Trying times nearly always reveal the true faces: there is no time to put on masks, and likewise, history has taught us, especially from the stories that have emerged from war, that you see a pristine, almost primeval side of compassion when faced with life-threatening situations. These times are no less than war, and it is at this stage that we need to erase the prejudices we may hold towards attitudes and people so that we can collectively work towards the betterment of the community. Let us take hugging for example. It is an intrinsic part of our culture in Asia, and furthermore, as Muslim, we have no qualms in holding hands of our male friends, coiling our arm round our best friend’s neck, wrestling with each other so as to laugh our lungs (and in some cases our guts out), kiss on the cheeks when we greet, and touch our noses like the Arabs do in order to feel a closeness, a connection, togetherness, and it is here that I would like to extend the concept of guanxi to matters of personal dealings rather than keeping it limited merely to business traditions as I explained above. 
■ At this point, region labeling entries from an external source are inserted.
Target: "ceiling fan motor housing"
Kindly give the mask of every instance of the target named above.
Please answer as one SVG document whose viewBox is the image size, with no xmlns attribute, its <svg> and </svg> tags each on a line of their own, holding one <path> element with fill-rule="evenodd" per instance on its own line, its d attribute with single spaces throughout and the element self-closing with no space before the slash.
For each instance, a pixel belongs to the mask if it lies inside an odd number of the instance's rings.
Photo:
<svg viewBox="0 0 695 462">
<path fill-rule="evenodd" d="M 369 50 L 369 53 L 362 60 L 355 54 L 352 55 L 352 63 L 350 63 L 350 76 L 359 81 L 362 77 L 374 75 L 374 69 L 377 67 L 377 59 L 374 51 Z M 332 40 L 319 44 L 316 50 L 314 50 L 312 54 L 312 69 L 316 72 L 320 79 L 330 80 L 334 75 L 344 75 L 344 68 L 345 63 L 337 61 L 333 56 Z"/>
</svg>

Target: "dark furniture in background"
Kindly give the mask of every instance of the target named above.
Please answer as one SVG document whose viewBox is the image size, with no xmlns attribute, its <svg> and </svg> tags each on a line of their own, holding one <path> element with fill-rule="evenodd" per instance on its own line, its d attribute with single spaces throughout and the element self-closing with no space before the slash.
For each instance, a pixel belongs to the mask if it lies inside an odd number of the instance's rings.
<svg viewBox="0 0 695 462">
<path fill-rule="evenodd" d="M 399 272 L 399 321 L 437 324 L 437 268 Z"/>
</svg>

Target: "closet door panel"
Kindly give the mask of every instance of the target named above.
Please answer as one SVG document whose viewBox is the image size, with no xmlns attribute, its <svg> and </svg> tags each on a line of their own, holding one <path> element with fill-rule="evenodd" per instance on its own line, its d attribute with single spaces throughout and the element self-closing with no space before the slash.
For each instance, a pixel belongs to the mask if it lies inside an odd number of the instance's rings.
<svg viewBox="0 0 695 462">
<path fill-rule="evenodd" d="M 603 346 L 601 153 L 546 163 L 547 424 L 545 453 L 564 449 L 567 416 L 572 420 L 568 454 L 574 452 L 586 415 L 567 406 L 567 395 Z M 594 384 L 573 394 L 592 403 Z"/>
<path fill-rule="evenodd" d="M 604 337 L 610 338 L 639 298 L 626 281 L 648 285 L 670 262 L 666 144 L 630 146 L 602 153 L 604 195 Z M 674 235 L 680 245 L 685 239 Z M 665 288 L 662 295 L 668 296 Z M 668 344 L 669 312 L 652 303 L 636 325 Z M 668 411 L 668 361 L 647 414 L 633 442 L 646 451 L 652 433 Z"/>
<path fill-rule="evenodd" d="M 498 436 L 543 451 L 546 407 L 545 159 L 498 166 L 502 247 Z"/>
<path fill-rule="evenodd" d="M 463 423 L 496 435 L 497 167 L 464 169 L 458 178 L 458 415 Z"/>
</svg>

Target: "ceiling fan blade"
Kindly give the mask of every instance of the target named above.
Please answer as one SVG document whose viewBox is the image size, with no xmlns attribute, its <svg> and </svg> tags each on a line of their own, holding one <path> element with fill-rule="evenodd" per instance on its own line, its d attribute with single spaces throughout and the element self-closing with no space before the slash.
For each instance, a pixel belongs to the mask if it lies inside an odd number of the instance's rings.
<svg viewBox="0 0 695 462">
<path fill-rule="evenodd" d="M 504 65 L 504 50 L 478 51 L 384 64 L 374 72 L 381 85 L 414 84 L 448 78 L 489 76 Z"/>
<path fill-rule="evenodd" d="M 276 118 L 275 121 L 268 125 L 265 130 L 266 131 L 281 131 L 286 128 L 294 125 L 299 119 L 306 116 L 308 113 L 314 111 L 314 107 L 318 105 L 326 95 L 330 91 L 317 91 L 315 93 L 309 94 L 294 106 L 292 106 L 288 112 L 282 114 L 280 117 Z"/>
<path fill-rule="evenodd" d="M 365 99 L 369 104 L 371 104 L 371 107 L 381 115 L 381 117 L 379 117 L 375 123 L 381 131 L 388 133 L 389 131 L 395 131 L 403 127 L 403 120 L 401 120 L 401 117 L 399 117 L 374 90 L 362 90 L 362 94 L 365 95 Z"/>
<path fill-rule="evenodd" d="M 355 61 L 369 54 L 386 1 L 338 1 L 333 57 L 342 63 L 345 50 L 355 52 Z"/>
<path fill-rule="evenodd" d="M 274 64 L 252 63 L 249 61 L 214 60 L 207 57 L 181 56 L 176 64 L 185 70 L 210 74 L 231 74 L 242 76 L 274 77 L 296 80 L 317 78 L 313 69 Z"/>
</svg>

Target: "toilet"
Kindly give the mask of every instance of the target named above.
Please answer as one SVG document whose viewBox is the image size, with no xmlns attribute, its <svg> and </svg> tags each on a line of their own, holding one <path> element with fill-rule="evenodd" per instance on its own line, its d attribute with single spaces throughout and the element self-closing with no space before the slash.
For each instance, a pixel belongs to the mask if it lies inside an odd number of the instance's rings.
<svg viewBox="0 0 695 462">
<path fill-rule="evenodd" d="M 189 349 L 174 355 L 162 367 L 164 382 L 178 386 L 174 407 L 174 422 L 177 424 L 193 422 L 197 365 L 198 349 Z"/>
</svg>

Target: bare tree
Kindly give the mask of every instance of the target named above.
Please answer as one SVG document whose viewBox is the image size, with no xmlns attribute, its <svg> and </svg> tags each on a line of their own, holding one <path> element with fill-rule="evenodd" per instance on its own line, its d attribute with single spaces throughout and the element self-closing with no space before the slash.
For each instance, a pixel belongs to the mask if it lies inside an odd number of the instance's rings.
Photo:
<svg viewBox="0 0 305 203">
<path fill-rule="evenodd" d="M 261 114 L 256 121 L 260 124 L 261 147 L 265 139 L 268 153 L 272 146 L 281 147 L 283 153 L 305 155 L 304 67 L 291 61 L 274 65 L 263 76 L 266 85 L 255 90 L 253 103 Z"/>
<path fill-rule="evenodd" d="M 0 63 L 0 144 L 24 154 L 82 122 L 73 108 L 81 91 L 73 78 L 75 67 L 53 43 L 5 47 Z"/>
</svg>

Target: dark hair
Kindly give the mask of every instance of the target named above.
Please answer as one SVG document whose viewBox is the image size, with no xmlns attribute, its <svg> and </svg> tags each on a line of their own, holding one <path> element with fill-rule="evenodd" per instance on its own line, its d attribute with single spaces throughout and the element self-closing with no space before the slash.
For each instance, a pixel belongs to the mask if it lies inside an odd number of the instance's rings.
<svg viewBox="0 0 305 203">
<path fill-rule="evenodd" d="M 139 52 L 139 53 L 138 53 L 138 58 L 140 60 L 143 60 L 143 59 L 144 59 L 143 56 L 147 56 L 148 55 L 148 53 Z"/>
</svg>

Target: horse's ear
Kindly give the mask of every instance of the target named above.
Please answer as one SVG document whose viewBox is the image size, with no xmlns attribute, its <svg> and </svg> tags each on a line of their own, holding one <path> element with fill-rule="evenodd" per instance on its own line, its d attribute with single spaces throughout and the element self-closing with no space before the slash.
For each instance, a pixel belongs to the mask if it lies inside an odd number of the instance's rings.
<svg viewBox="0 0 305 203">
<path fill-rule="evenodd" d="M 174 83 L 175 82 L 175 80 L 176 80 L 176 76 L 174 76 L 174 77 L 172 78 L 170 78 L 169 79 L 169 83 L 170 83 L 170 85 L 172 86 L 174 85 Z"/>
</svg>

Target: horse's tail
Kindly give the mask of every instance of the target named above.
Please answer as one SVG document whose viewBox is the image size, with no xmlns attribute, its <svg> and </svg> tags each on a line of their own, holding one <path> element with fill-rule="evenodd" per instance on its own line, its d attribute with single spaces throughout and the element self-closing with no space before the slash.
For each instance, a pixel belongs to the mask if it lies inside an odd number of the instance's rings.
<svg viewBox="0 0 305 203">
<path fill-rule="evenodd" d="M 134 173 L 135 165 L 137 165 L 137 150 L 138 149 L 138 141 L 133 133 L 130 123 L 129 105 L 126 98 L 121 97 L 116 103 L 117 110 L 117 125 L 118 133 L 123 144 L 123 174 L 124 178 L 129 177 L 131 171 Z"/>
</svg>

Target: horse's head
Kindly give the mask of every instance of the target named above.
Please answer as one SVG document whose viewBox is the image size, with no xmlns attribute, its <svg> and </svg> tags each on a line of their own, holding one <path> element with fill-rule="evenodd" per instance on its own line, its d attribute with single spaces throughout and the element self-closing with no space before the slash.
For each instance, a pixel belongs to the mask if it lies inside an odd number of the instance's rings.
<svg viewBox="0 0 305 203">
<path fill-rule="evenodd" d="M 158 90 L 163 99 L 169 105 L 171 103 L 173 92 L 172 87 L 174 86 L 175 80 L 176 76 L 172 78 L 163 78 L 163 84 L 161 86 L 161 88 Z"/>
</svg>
None of us, from this side of the world, look at any of the aforementioned human contact with anything else than the feeling of intimacy, whereas, some of them, the newer generation, think that such a behaviour between people of the same gender is unhealthy. When questioned about why they think such behaviour is unhealthy, one hears: I have seen it on the telly, or read an article that any form of touch is not a good touch. We can talk from a distance, civilly, as human beings do, right. Why touch each other? This is where I suspect that parenting is failing us miserably, especially the parenting that has grown on Western principles and does not quite discern the difference between what is acceptable and what is off-limits. Let me throw further light on this with regard to some of the detrimental ways of the West: while in the process of writing this piece, I happened to watch a Spanish television series, where a young man’s grandmother walks into the room when her grandson and his best friend are exchanging a hug before the friend is leaving his friend’s home. The old lady rolls her eyes and states, ‘When two men hug each other, they have to be gay, or actors.’ It was as if this scenario was tailored to help me write on it in this piece; for starters, being a heterosexual male, I was, at once, put off by that very manner of looking at something as beautiful as a hug being coated with something as preposterous as a sexual connotation, and so my next question is:


CONSUMPTION


Why are we letting this unhealthy Western philosophy make room in our hearts? Why are we letting the West inject their unhealthy mind sciences into our healthy minds? When we Asian, Arab, men meet, we do all that I said we did in the preceding paragraphs, and know that what such an act of camaraderie did was make us feel wanted, and loved, and that simple lack of feeling love and the feeling of being wanted was turning the Western populace into touch starved monsters, and such people ended up being depressed, violent or even suicidal. Don’t you think it is time that the West learnt from us Asians, Arabs how to greet and meet and live with each other? And get rid of the ‘I, Me, Myself’ doctrine of behaviour that is killing them? Could they not loosen up so that they would indeed not feel deprived of touch, of love, an essential component of keeping a human being in behaving like a human being - something that is more depressing and lonely than a strain of virus that has left us arrested, and at home, in a state of uncertain lockdown?


WORKING


An additional, injurious Western concept that we are implementing in our cohesive society is that of nuclear families. The West thinks that to stay with family after a certain age is being less an individual, and they would go any lengths to fight for preserving their individuality. They have failed to understand, most simply, that there is immense power in unity, and that we need the support of our loved ones, just as much as they need us, at any given time of our lives. And the Covid-19 has brought to light examples of this decay that we have willingly subjected ourselves into: nearly everything, in nearly every part of the world, is in a state of suspension, and the jarring psychological, as well as physical impact such an isolation has had on people has devastated them, while the families that lived together have managed to combat loneliness, the management of children, and whatever the rest of the demons were, with much ease. Also, what something like this does, at its basest, is that it teaches us  humility,  tolerance, and compromise, and it renews in us the fact that the only bond that keeps us together is love, and in extreme circumstances, where it is inevitable to live under one roof, one must try and live close to each other so that you can be separate, and yet together, just so that the fine fibre of love remains intact. 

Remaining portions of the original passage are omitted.